Case Studies on Genetic Markers

  • Example of recombination in phenotypes (Test Cross):

    • F1 Cross: Purple eyes, vestigial wings (pr_vg/PR+_VG+ -- heterozygous for both traits) X Purple eyes, vestigial wings (pr_vg/pr_vg -- homozygous recessive for both traits)

    • Resulting phenotype counts (Hypothetical for Independent Assortment):

      • Red eyes, normal wings (PR+_VG+): 709

      • Purple eyes, vestigial wings (pr_vg): 709

      • Red eyes, vestigial wings (PR+_vg): 709

      • Purple eyes, normal wings (pr_VG+): 709

      • If the observed ratios were approximately equal (as shown with 709 for each), this would strongly suggest independent assortment of the genes.

  • Non-Homogenous Data:

    • If there were significant deviations in these phenotype ratios (e.g., significantly higher counts for parental combinations and lower counts for recombinant types), this would indicate genetic linkage between the genes and allow for the calculation of recombination frequency.
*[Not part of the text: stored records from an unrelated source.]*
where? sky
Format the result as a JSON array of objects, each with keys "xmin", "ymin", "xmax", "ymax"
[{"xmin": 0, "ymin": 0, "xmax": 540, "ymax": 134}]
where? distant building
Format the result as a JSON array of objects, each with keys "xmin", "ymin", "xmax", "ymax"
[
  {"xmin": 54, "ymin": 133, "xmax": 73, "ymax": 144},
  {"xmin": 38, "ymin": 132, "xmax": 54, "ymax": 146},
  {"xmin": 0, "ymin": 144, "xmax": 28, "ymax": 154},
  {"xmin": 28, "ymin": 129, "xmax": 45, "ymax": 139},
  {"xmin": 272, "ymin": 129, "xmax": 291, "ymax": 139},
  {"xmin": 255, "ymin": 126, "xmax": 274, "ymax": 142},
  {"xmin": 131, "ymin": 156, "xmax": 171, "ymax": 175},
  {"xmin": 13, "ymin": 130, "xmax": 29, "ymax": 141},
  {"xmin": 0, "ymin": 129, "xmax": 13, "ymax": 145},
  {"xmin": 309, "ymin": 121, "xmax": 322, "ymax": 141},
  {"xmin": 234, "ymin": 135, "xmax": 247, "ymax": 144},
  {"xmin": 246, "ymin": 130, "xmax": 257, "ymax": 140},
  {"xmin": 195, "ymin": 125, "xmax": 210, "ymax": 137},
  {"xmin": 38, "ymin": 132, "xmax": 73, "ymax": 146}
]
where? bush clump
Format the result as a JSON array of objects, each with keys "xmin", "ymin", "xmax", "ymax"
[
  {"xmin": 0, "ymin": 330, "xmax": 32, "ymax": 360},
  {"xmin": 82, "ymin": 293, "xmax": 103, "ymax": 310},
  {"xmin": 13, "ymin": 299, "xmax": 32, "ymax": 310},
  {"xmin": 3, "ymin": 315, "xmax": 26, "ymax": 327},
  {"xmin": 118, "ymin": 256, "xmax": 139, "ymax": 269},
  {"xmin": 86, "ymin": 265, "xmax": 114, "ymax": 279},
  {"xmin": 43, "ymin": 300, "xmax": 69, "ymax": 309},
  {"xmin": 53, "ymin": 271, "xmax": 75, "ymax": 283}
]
Genetic Mapping Calculation

  • Mapping Units (cM or Morgan):

    • Mathematically: \text{Recombination Frequency (RF)} = \frac{\text{Number of Recombinant Progeny}}{\text{Total Number of Progeny}} \times 100\%

    • Example of Calculations:

      • If a test cross yields 380 parental progeny (e.g., carrying original parental allele combinations AB or ab) and 20 recombinant progeny (e.g., carrying new combinations Ab or aB) out of a total of 400 individuals, the recombination frequency would be calculated as: (20 / 400) \times 100\% = 5\% . This result indicates that the two genes are 5 cM apart on the chromosome.

Polymorphisms

  • Definition: Unique variable sites in genomes that can differ among individuals in a population. These variations contribute to individual genetic differences and serve as essential genetic markers.

    • Types:

    1. Restriction Fragment Length Polymorphisms (RFLPs): Variations in the presence or absence of a specific restriction enzyme recognition site, caused by a point mutation at that site. When DNA is cut with the enzyme, different fragment lengths are produced, detectable by Southern blotting.

    2. Microsatellite Markers (SSLPs/STRs - Simple Sequence Length Polymorphisms/Short Tandem Repeats): Consist of short (2-6 base pair) DNA sequences repeated multiple times in tandem. The number of repeats is highly variable among individuals, making them highly polymorphic and useful in linkage analysis and forensic identification. Detected by PCR and gel electrophoresis.

    3. Single Nucleotide Polymorphisms (SNPs): A variation at a single nucleotide position in a DNA sequence, where different individuals in a population may have different bases (e.g., A vs. G) at that specific site. SNPs are the most common type of genetic variation in humans and are extensively used in genome-wide association studies (GWAS) due to their abundance. Detected by various methods including DNA sequencing and microarrays.

  • Similar to alleles in functionality: Each variant form present at a polymorphic site can be considered an allele.

    • Example of homozygous and heterozygous sequences for a SNP:

    • Homozygous Sequence A (A/A): \dots G G C \underline{A} T A C C G \dots (Both chromosomal copies have 'A' at the SNP site)

    • Heterozygous Sequence AB (A/T): \dots G G C \underline{A} T \underline{T} C C G \dots (One copy has 'A', the other has 'T' at the SNP site)

    • Homozygous Sequence B (T/T): \dots G G C \underline{T} T T C C G \dots (Both copies have 'T' at the SNP site)

Application of Findings

  • By utilizing genetic polymorphisms (such as SNPs or microsatellites) that show strong linkage disequilibrium with a disease, researchers can narrow down the specific region on a chromosome that is likely to contain the disease-causing mutation. This then allows for more targeted sequencing and functional studies to pinpoint the actual causal gene and variant, contributing to understanding disease mechanisms and developing potential therapeutic strategies.